For Power BI tenant, you might only specify whether to include or exclude personal workspace.
In general, use "ignore patterns," where they're supported, based on wild cards (for example, for data lakes) to exclude temp, config files, RDBMS system tables, or backup or STG tables.
When you scan documents or unstructured data, avoid scanning a huge number of such documents. The scan processes the first 20 MB of such documents and might result in longer scan duration.
Scan rule set
When you select the scan rule set, make sure to configure the relevant system or custom scan rule set that was created earlier.
You can create custom filetypes and fill in the details accordingly. Currently, Microsoft Purview supports only one character in Custom Delimiter. If you use custom delimiters, such as ~, in your actual data, you need to create a new scan rule set.
Scan type and schedule
The scan process can be configured to run full or incremental scans.
Run the scans during non-business or off-peak hours to avoid any processing overload on the source.

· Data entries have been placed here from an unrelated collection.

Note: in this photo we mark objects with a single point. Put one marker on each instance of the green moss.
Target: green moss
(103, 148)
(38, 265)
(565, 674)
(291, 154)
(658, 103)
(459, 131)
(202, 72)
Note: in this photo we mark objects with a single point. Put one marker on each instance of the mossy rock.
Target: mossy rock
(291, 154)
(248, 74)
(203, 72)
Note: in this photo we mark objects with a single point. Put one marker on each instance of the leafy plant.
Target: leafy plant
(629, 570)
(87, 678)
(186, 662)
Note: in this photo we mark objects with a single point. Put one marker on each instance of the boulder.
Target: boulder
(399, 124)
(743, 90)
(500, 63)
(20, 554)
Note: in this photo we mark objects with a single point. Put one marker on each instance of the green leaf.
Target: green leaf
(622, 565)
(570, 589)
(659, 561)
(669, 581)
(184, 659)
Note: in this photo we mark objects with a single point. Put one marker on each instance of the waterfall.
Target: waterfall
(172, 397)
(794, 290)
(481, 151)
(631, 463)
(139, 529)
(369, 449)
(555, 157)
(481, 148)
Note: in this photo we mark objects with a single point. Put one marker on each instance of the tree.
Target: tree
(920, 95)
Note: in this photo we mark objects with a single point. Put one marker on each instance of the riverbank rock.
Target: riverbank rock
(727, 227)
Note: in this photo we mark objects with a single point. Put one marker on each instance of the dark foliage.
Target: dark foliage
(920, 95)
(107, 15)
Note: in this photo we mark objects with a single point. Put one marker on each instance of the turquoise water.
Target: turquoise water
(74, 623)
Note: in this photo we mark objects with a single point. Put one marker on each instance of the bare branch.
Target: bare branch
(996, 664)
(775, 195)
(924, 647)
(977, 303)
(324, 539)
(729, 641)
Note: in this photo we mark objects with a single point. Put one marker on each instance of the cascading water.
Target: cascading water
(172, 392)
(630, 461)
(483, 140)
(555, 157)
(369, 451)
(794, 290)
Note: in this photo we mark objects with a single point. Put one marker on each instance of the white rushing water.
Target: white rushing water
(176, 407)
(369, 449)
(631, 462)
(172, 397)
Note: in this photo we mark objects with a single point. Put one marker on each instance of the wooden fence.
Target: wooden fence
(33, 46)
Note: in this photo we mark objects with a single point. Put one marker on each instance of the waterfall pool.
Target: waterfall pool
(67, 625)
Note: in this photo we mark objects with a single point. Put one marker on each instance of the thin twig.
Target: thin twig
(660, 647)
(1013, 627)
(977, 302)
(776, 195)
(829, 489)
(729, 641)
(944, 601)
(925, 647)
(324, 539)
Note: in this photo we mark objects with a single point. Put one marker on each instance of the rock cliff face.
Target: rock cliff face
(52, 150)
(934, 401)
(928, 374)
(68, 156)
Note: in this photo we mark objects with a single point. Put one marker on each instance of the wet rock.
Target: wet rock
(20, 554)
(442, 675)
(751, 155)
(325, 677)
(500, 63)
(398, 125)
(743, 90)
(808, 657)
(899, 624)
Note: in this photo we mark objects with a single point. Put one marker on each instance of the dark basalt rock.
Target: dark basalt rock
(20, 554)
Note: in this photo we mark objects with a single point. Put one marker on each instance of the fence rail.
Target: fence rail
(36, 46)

Initial scan is a full scan, and every subsequent scan is incremental. Subsequent scans can be scheduled as periodic incremental scans. Learn more about the supported schedule options.
The frequency of scans should align with the change management schedule of the data source or business requirements. For example:
If the source structure could potentially change weekly, the scan frequency should be in sync. Changes include new assets or fields within an asset that are added, modified, or deleted.
If the classification or sensitivity labels are expected to be up to date on a weekly basis, perhaps for regulatory reasons, the scan frequency should be weekly.
For example, if partitions files are added every week in a source data lake, you might schedule monthly scans. You don't need to schedule weekly scans because there's no change in metadata. This suggestion assumes there are no new classification scenarios.
The maximum duration that the scan can run is seven days, possibly because of memory issues. This time period excludes the ingestion process. If progress hasn't been updated after seven days, the scan is marked as failed. The ingestion (into catalog) process currently doesn't have any such limitation.
Canceling scans
Currently, scans can only be canceled or paused if the status of the scan has transitioned into an "In Progress" state from "Queued" after you trigger the scan.
Canceling an individual child scan isn't supported.
Points to note
If a field or column, table, or a file is removed from the source system after the scan was executed, it will only be reflected (removed) in Microsoft Purview after the next scheduled full or incremental scan.
An asset can be deleted from a Microsoft Purview catalog by using the Delete icon under the name of the asset. This action won't remove the object in the source. If you run a full scan on the same source, it would get reingested in the catalog. If you run incremental scan instead, the deleted asset won't be picked unless the object is modified at the source. An example is if a column is added or removed from the table.
To understand the behavior of subsequent scans after manually editing a data asset or an underlying schema through the Microsoft Purview governance portal, see Catalog asset details.